Tezek sözü bile Necip’in ödünün yerinden oynamasına yetti. “Abi bana bir hafta ver. O kadar para anca toplanır.”

Gözlerini kıstı Yusuf ve Necip’e doğru eğildi iri vücudu ile. “Beş gün olsun.” Dedi ve Yusuf’un suratına doğru kokan nefesi ile soludu kısa süre. Sonra geri çekildi ve “O zamana kadar kasadaki parayı rehin alıyorum. Borcundan düşeriz.” Dedi ve adamlarından birini göz işareti ile kasaya yolladı. Tıknaz ama sert görünümlü yardakçı kasayı olduğu gibi aldı Necip’in şaşkın bakışları arasında. Kasayı salladı, içindeki parayı aldı ve kasayı tek hamlede yere çaldı. “Eğer o para beş gün sonra hazır olması sadece yıkılan kasa olmaz… Hatta orman bir pislikten daha kurtulmuş olur!” dedi Yusuf ve adamlarını yine tek bir göz hareketi ile toparlayıp etrafı döke saça dükkandan çıktılar.

Necip paniklemişti. Olduğu yerde bir müddet titreyerek ne yapacağını düşündü. Ormandan kaçmak bile fikirler arasında idi.
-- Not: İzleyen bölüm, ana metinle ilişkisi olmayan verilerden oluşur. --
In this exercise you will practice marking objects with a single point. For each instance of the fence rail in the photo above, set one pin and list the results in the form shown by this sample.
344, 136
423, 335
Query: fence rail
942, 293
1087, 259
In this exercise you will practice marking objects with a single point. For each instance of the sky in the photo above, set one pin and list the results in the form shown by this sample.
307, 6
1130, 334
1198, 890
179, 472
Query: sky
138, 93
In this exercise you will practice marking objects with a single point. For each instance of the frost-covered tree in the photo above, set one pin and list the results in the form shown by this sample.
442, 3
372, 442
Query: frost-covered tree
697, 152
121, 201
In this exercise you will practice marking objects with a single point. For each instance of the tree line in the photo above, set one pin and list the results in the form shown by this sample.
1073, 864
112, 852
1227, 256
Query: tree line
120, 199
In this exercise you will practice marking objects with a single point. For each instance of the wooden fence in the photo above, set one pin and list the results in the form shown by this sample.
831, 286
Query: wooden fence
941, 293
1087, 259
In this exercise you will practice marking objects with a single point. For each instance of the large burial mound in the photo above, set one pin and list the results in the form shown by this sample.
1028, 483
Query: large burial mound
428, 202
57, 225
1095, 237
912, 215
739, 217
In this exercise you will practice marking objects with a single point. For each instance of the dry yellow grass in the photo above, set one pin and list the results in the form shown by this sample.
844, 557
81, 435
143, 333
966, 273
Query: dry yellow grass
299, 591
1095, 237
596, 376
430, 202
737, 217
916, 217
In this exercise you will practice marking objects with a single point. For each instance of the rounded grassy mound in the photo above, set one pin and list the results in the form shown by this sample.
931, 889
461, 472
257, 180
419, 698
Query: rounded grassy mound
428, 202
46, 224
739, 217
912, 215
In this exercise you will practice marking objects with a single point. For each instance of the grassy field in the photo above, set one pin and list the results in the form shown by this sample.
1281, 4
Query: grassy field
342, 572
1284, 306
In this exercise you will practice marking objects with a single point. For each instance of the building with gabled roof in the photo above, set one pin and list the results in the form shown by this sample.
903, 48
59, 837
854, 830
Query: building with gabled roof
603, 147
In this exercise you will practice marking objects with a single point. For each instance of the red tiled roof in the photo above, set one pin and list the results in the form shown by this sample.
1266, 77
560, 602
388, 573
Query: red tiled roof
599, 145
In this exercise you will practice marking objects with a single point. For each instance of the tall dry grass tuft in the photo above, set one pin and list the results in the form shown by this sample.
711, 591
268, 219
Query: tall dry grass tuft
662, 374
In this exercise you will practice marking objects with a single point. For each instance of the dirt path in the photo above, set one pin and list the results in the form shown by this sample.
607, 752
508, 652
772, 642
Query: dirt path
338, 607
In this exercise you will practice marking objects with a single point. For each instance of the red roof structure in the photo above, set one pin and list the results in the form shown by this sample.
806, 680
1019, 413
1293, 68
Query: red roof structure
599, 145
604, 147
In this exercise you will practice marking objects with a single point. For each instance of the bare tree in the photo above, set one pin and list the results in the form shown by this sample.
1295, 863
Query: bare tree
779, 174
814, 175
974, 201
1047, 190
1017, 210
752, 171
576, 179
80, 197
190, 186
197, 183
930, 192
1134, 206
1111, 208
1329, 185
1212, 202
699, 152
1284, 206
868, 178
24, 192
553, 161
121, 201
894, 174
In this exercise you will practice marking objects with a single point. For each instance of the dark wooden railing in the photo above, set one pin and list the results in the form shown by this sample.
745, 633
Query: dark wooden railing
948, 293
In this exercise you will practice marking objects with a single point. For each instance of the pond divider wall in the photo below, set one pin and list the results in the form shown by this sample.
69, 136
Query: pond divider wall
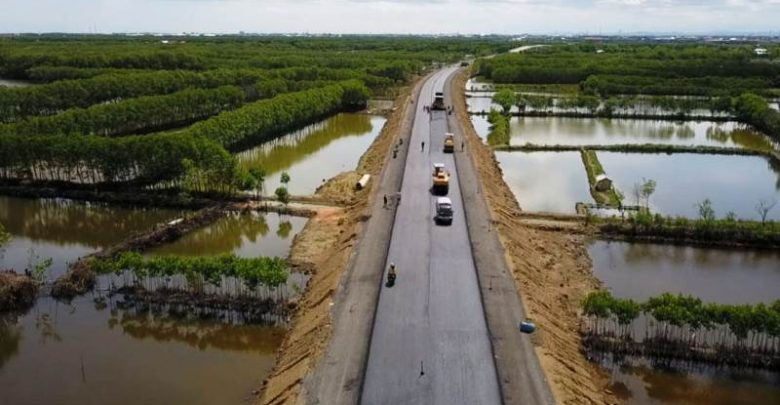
594, 169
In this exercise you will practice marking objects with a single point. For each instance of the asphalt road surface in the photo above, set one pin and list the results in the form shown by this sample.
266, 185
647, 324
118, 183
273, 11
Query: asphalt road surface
430, 342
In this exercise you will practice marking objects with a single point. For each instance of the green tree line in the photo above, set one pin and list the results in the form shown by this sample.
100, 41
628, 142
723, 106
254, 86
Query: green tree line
687, 69
154, 271
193, 159
133, 116
267, 119
685, 320
157, 159
48, 99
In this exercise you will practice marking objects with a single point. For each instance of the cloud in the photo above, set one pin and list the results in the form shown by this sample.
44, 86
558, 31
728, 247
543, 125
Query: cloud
389, 16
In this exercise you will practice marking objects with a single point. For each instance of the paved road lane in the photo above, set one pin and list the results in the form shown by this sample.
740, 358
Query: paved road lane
430, 342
Fakat Yusuf’un adamları her yerdeydiler. Ne yapmalı derken sürekli içinde ve yer yer dışından aynı titreme ile aklına bir anda ustası Merlin’in günlüğü geldi. Orada bir çok gizli formül ve ölmeden önce yaptığı tüm üç kâğıtlar yazıyordu. Neredeyse uçar adım dükkanın arka bölümüne geçti. Etraftaki tüm deney tüpleri ve malzemelerin arasında kaybolmuştu sanki. O kadar çok alet edevat vardı ki laboratuarda içerde sadece Necip gibi zayıf ve pigme hayvanlar rahat hareket edebilirdi. Onca karmaşanın inde görünen bir duvar dibine yanaştı ve dol elini duvarda açılmış üç deliğe parmaklarını sokuşturdu. “Gücüm aklımdır!” dedi ve duvar bir anda iki yana açıldı. Açılan duvarın ardında ufak bir kutu ve içinde Merlin’in günlüğü vardı. Günlüğü hemen ellerinin arasına aldı ve sayfaları karıştırmaya başladı. Öyle bir şey bulmalıydı ki, sadece o anı değil bundan sonrasını da rahatlıkla kurtarmalıydı. Onca sayfa arasında bir tek başlık dikkatini çekti: “Kontrolsüz Güç”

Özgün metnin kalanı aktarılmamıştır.